Companies are also making an effort to measure the non-financial factors that create value. Researchers have found, for example that people prefer to work for companies that demonstrated a high level of ethics and social responsibility, so these organizations can attract and retain high quality employees. Customers pay attention too. A study by Walker Research indicates that, price and quality being equal to two thirds of customers say they would switch brands to do business with a company that is ethical and socially responsible. Enlightened companies realize that integrity and trust are essential elements in sustaining successful and profitable business relationships with an increasingly connected web of employees, customers, suppliers and partner. Although doing the right thing might not always be profitable in the short run, it develops a level of trust that money cannot buy and that will ultimately benefit the company.
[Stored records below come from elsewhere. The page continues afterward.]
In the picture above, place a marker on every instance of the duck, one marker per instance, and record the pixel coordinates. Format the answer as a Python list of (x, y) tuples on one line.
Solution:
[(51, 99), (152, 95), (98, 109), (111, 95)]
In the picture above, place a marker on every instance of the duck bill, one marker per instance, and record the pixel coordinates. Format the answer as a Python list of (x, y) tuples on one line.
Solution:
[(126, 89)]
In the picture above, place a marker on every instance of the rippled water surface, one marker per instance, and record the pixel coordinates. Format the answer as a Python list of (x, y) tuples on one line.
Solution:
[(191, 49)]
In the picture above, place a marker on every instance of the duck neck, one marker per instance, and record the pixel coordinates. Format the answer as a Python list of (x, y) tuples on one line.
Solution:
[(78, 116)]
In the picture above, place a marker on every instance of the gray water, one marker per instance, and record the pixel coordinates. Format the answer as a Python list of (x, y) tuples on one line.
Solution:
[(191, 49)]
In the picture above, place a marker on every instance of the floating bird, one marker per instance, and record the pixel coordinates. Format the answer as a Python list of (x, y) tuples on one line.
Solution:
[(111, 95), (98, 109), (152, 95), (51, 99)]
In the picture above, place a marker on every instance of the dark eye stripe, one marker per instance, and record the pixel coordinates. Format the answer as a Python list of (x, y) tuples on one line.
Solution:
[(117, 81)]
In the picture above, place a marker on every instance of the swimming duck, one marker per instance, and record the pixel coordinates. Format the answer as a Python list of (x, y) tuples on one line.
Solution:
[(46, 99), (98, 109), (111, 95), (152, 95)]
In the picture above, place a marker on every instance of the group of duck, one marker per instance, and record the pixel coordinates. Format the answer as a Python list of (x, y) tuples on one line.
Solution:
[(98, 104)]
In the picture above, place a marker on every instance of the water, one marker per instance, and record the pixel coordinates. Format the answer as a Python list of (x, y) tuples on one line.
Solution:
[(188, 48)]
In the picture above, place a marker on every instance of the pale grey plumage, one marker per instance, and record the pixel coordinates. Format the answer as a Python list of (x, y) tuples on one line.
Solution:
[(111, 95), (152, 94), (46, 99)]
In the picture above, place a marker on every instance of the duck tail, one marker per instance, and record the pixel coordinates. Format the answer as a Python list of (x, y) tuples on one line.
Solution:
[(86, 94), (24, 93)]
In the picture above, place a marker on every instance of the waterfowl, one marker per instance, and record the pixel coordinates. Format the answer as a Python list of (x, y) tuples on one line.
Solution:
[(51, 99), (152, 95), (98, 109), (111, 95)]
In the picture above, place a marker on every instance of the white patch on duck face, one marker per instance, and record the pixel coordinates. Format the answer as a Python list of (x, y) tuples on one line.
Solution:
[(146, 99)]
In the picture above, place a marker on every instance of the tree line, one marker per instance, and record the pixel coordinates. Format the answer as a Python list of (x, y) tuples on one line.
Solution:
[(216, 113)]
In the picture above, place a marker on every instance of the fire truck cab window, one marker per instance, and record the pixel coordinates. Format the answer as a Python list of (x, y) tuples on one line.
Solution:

Many companies are becoming more socially responsible because they believe it provides a competitive advantage.
Some organizations are taking social responsibility to the extreme, building whole companies that combine good business with good citizenship. Maria Otero is CEO of ACCON International a leader in the microfinance industry ACCION partners with existing banks to give tiny businesses in poor countries. For example, a Bolivian woman used a $100 loan to start a bread making business using the mud oven in her one room home. Six year later, she borrowed $2,800 to expand to five mud ovens and a backyard storefront or consider Mitch Tobol. Tobol runs a full service marketing agency in Port Washington, New York that serves client such as Weight Watchers International and Long island Savings Bank. However, he and a friend also started an organization called Sparks, serves 20 members taking them to sporting events dinners and the theater giving them opportunities to build strong social bonds and do the kind of things most have never had chance to do. Unlocking Creative solution through People box describes anther cutting edge organization that combines good business with good citizenship.
A new breed of entrepreneur has emerged – the social entrepreneur. Social entrepreneurs are leaders who are committed to both good business and changing the world for the better. Social entrepreneur have a primary goal of improving society rather than maximizing profits, but they also demand high performance standards and accountability for results. One writer referred to the breed as a cross between Richard Branson (high powered CEO of Virgin airlines) and Mother Teresa. Social entrepreneurship is not new, but the phenomenon has blossomed over the past 15 years or so, and the organizations being created defy the traditional boundaries between business and welfare. For example, David Green founder of Project Impact helped to start a factory in India that makes inexpensive plastic lenses used for cataract surgery. The factory provides lenses some at no cost for 200,000 poor Indians a year. It also makes money – 30 per cent profit margins in 2003 –and has captured 10 per cent of the global market for intraocular lenses. Green has expanded his approach to other parts of the world as well as the United States, and is adding hearing aids to the product mix. The organization created by social entrepreneurs may or may not name a profit. But the bottom line for these companies is always social betterment rather than economic return.
Not every organization wants to become this closely involved in solving the world’s social problems. However, companies that make an unwavering commitment to maintaining high standards of ethics and social responsibility will lead the way towards a brighter future for both business and society.